Real thing about "->" and "."
I always wanted to know what is the real thing difference of how the compiler see a pointer to a struct (in C suppose) and a struct itself.
struct person p;
struct person *pp;
pp->age
, I always imagine that the compiler does: "value of pp + offset of atribute "age" in the struct".
But what it does with person.p
? It would be almost the same. For me "the programmer", p is no开发者_StackOverflow中文版t a memory address, its like "the structure itself", but of course this is not how the compiler deal with it.
My guess is it's more of a syntactic thing, and the compiler always does (&p)->age
.
I'm correct?
p->q
is essentially syntactic sugar for (*p).q
in that it dereferences the pointer p
and then goes to the proper field q
within it. It saves typing for a very common case (pointers to structs).
In essence, ->
does two deferences (pointer dereference, field dereference) while .
only does one (field dereference).
Due to the multiple-dereference factor, ->
can't be completely replaced with a static address by the compiler and will always include at least address computation (pointers can change dynamically at runtime, thus the locations will also change), whereas in some cases, .
operations can be replaced by the compiler with an access to a fixed address (since the base struct's address can be fixed as well).
Updated (see comments):
You have the right idea, but there is an important difference for global and static variables only: when the compiler sees p.age
for a global or static variable, it can replace it, at compile time, with the exact address of the age
field within the struct.
In contrast, pp->age
must be compiled as "value of pp + offset of age
field", since the value of pp can change at runtime.
The two statements are not equivalent, even from the "compiler perspective". The statement p.age
translates to the address of p
+ the offset of age
, while pp->age
translates to the address contained in pp
+ the offset of age
.
The address of a variable and the address contained in a (pointer) variable are very different things.

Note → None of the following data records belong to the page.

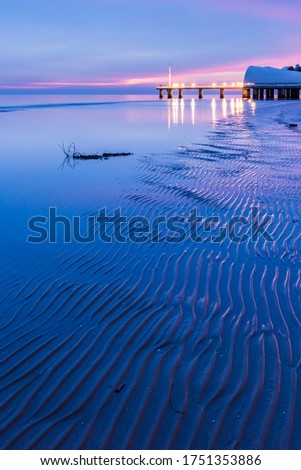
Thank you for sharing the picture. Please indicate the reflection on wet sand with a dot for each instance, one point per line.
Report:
(177, 111)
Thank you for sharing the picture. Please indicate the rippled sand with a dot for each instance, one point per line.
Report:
(161, 345)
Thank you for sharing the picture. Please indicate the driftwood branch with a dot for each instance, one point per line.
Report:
(72, 155)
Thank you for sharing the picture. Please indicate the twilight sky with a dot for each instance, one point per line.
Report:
(107, 45)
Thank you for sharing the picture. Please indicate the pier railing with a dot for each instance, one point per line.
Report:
(260, 91)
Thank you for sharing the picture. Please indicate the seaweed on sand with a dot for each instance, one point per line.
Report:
(72, 155)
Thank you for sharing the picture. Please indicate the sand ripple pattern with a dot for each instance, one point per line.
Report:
(167, 346)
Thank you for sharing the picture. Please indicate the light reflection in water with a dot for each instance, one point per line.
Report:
(177, 111)
(213, 107)
(192, 104)
(224, 107)
(182, 104)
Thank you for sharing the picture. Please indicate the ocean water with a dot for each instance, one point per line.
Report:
(165, 332)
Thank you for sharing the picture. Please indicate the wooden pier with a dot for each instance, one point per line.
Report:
(256, 92)
(179, 89)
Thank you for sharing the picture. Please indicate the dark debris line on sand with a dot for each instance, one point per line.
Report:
(71, 154)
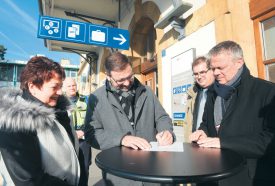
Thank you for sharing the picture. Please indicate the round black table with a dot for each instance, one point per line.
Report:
(195, 164)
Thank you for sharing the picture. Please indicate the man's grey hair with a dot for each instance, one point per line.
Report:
(227, 46)
(199, 60)
(116, 62)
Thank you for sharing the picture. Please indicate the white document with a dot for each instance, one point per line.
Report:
(175, 147)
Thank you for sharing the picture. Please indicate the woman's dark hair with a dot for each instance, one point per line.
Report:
(116, 62)
(39, 70)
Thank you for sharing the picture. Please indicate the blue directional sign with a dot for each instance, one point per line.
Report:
(80, 32)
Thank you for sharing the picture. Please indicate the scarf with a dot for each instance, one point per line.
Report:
(125, 98)
(223, 99)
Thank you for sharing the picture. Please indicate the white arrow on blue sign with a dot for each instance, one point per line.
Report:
(80, 32)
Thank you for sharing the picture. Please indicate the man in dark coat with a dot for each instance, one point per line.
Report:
(239, 115)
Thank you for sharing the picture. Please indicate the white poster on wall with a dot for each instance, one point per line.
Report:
(182, 79)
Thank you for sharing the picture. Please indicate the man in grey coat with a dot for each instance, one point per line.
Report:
(124, 112)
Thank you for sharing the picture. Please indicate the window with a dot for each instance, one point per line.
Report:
(6, 72)
(268, 35)
(263, 16)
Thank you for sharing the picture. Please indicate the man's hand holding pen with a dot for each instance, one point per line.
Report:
(164, 138)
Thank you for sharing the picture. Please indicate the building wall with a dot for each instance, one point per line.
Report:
(230, 18)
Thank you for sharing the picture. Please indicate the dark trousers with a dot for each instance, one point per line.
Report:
(85, 154)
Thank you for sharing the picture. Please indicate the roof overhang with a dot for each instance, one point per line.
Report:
(105, 10)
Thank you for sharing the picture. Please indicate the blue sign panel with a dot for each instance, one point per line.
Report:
(179, 115)
(84, 33)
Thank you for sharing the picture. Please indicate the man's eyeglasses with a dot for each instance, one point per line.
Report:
(201, 73)
(121, 81)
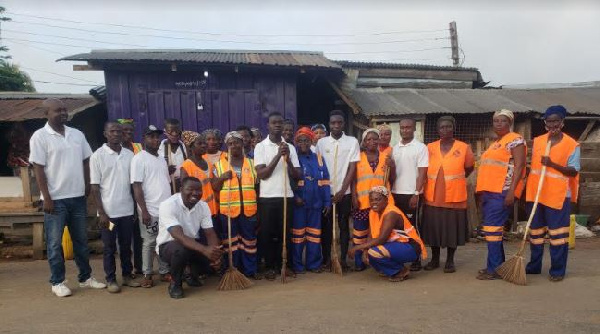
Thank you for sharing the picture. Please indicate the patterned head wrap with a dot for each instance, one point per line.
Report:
(380, 190)
(507, 113)
(233, 134)
(367, 131)
(189, 137)
(304, 131)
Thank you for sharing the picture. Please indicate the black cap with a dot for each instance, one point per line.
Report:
(152, 129)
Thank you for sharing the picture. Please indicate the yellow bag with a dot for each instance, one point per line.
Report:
(67, 245)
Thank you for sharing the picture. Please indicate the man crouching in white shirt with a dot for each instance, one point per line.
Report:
(180, 218)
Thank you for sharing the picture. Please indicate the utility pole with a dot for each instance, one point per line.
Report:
(454, 43)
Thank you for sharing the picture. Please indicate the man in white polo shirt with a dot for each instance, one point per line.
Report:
(111, 190)
(151, 186)
(60, 157)
(268, 159)
(348, 154)
(411, 158)
(181, 217)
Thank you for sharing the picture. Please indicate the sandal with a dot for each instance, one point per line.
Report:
(401, 276)
(147, 282)
(488, 277)
(431, 266)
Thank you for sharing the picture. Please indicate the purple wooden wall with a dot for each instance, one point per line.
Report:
(223, 100)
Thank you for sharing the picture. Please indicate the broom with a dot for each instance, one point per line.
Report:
(513, 270)
(336, 266)
(232, 279)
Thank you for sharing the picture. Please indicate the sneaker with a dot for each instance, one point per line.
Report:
(113, 287)
(175, 291)
(92, 283)
(61, 290)
(131, 282)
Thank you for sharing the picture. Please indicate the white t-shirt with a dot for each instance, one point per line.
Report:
(62, 158)
(174, 213)
(272, 187)
(153, 172)
(348, 152)
(177, 158)
(408, 159)
(111, 171)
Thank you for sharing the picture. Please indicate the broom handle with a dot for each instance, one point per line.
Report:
(230, 251)
(172, 176)
(537, 195)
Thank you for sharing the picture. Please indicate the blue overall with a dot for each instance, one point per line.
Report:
(495, 214)
(314, 191)
(556, 223)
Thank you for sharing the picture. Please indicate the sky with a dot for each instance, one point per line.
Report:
(509, 42)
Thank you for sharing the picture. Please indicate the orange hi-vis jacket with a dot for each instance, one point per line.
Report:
(454, 171)
(408, 232)
(367, 179)
(494, 164)
(556, 184)
(232, 189)
(208, 195)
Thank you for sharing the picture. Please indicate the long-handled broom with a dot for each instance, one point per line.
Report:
(284, 248)
(232, 279)
(336, 266)
(513, 270)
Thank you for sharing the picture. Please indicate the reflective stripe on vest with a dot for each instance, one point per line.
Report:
(494, 164)
(396, 235)
(230, 192)
(556, 184)
(454, 171)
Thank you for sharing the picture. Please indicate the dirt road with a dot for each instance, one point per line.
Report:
(430, 302)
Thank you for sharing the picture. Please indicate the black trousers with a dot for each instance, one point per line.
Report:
(270, 234)
(178, 257)
(343, 215)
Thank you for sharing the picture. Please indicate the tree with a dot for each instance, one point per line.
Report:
(13, 79)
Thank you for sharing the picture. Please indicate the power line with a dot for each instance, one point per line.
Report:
(230, 41)
(228, 34)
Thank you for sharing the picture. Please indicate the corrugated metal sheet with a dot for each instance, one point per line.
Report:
(23, 106)
(386, 102)
(233, 57)
(362, 64)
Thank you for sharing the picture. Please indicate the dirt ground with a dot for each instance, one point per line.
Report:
(429, 302)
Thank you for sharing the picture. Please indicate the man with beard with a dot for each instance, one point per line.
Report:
(60, 157)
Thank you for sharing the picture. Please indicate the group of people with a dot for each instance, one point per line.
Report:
(188, 199)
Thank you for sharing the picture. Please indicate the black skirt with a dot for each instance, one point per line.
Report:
(444, 227)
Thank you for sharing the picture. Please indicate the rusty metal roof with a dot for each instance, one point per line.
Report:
(387, 102)
(305, 59)
(17, 106)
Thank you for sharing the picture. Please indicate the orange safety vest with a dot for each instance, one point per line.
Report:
(367, 179)
(494, 164)
(409, 232)
(556, 184)
(230, 192)
(454, 171)
(208, 195)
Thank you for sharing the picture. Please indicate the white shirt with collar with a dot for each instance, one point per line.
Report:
(408, 159)
(348, 152)
(174, 213)
(62, 158)
(272, 187)
(177, 158)
(153, 173)
(111, 171)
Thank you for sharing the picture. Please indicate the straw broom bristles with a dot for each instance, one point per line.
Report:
(513, 270)
(232, 279)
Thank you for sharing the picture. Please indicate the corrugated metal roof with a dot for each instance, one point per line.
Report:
(363, 64)
(16, 106)
(387, 102)
(233, 57)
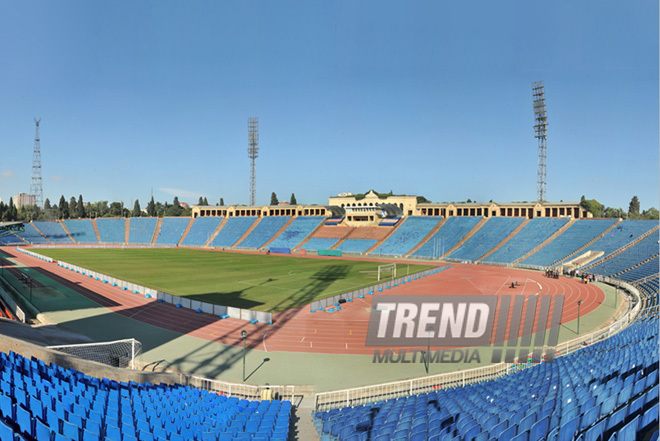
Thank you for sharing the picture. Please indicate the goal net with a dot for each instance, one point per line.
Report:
(120, 353)
(387, 271)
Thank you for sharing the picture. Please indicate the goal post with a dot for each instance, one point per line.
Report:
(387, 271)
(120, 353)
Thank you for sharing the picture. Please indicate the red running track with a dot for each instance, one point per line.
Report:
(342, 332)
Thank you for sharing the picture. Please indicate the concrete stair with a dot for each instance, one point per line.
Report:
(465, 238)
(159, 224)
(506, 239)
(427, 237)
(186, 231)
(247, 233)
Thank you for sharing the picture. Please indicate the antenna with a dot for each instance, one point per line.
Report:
(253, 153)
(36, 188)
(540, 131)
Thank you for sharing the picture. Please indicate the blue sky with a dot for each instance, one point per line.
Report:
(429, 98)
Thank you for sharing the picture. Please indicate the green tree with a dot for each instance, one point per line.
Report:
(137, 212)
(116, 209)
(63, 209)
(73, 206)
(80, 208)
(592, 206)
(151, 208)
(651, 213)
(633, 208)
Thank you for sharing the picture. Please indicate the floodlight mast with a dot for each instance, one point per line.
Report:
(540, 131)
(36, 188)
(253, 153)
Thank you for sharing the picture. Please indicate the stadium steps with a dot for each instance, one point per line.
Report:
(427, 237)
(221, 225)
(96, 230)
(558, 233)
(309, 236)
(186, 231)
(635, 266)
(248, 232)
(343, 239)
(159, 224)
(37, 229)
(623, 248)
(127, 229)
(387, 236)
(286, 225)
(466, 237)
(68, 233)
(506, 239)
(587, 244)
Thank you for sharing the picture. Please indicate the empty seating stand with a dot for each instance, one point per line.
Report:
(141, 230)
(318, 243)
(111, 230)
(47, 402)
(454, 229)
(264, 231)
(171, 230)
(529, 237)
(494, 231)
(298, 230)
(201, 231)
(232, 231)
(404, 239)
(608, 389)
(53, 231)
(81, 230)
(575, 237)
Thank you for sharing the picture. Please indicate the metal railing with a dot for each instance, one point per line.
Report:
(243, 391)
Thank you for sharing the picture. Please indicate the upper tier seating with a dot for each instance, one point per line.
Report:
(81, 230)
(494, 231)
(529, 237)
(141, 229)
(622, 234)
(356, 246)
(53, 231)
(264, 231)
(319, 243)
(404, 239)
(111, 230)
(607, 388)
(201, 231)
(232, 231)
(641, 272)
(454, 229)
(641, 251)
(31, 235)
(48, 402)
(298, 230)
(575, 237)
(171, 230)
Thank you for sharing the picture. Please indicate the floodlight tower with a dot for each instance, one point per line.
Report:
(36, 188)
(540, 130)
(253, 153)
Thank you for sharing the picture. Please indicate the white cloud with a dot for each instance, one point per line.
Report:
(181, 193)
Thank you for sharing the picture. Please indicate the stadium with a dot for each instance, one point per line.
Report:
(414, 287)
(300, 282)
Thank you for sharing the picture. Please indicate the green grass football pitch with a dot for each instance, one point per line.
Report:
(250, 281)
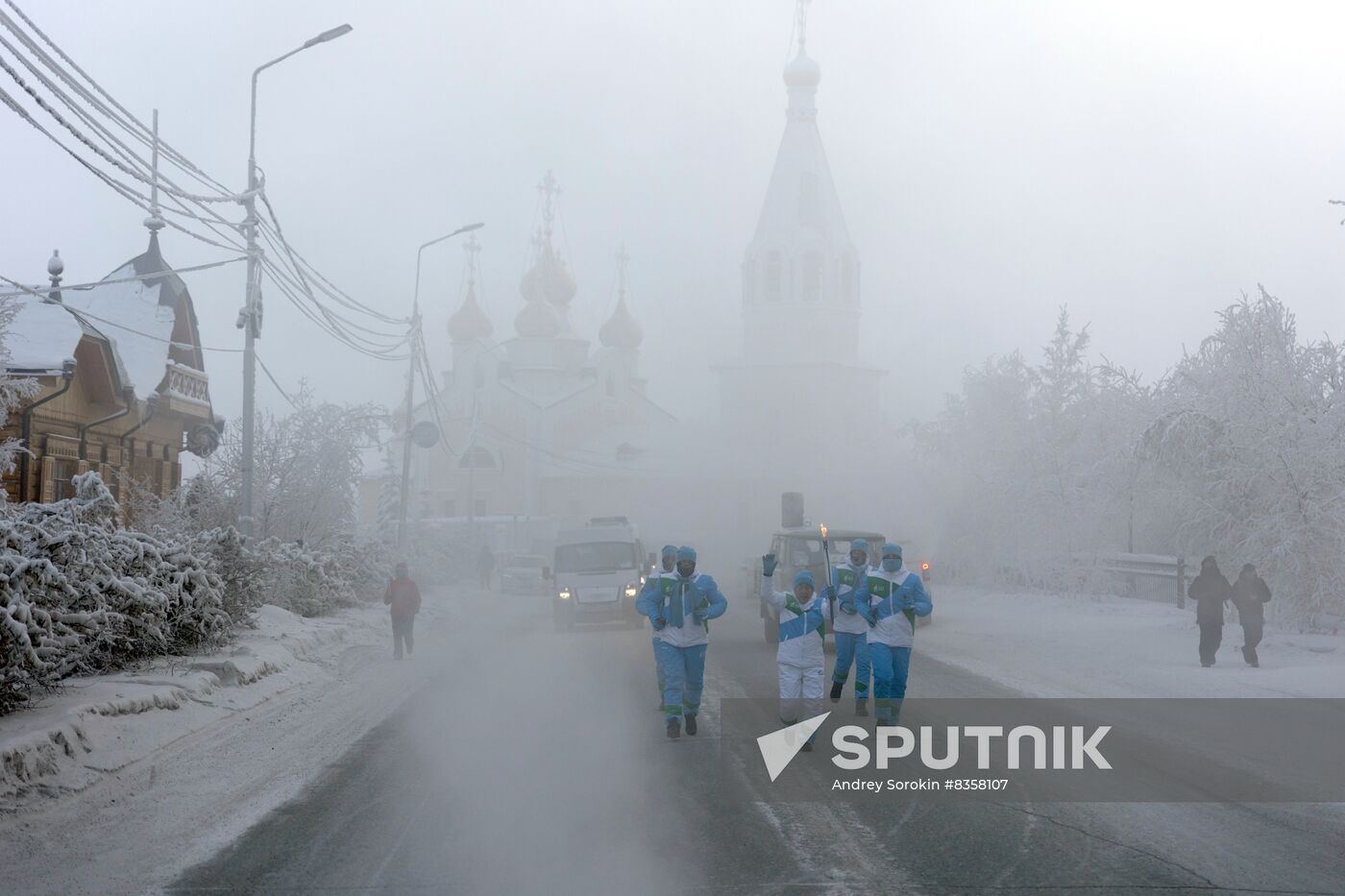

Say the offset of age is 5. If p
is a structure, its address might be 100, so p.age
references address 105.
But if pp
is a pointer to a structure, its address might be 100, but the value stored at address 100 is not the beginning of a person
structure, it's a pointer. So the value at address 100 (the address contained in pp
) might be, for example, 250. In that case, pp->age
references address 255, not 105.
Since p is a local (automatic) variable, it is stored in the stack. Therefore the compiler accesses it in terms of offset with regard to the stack pointer (SP) or frame pointer (FP or BP, in architectures where it exists). In contrast, *p refers to a memory address [usually] allocated in the heap, so the stack registers are not used.
This is a question I've always asked myself.
v.x
, the member operator, is valid only for structs.
v->x
, the member of pointer operator, is valid only for struct pointers.
So why have two different operators, since only one is needed? For example, only the .
operator could be used; the compiler always knows the type of v
, so it knows what to do: v.x
if v
is a struct, (*v).x
if v
is a struct pointer.
I have three theories:
- temporary shortsightedness by K&R (which theory I'd like to be false)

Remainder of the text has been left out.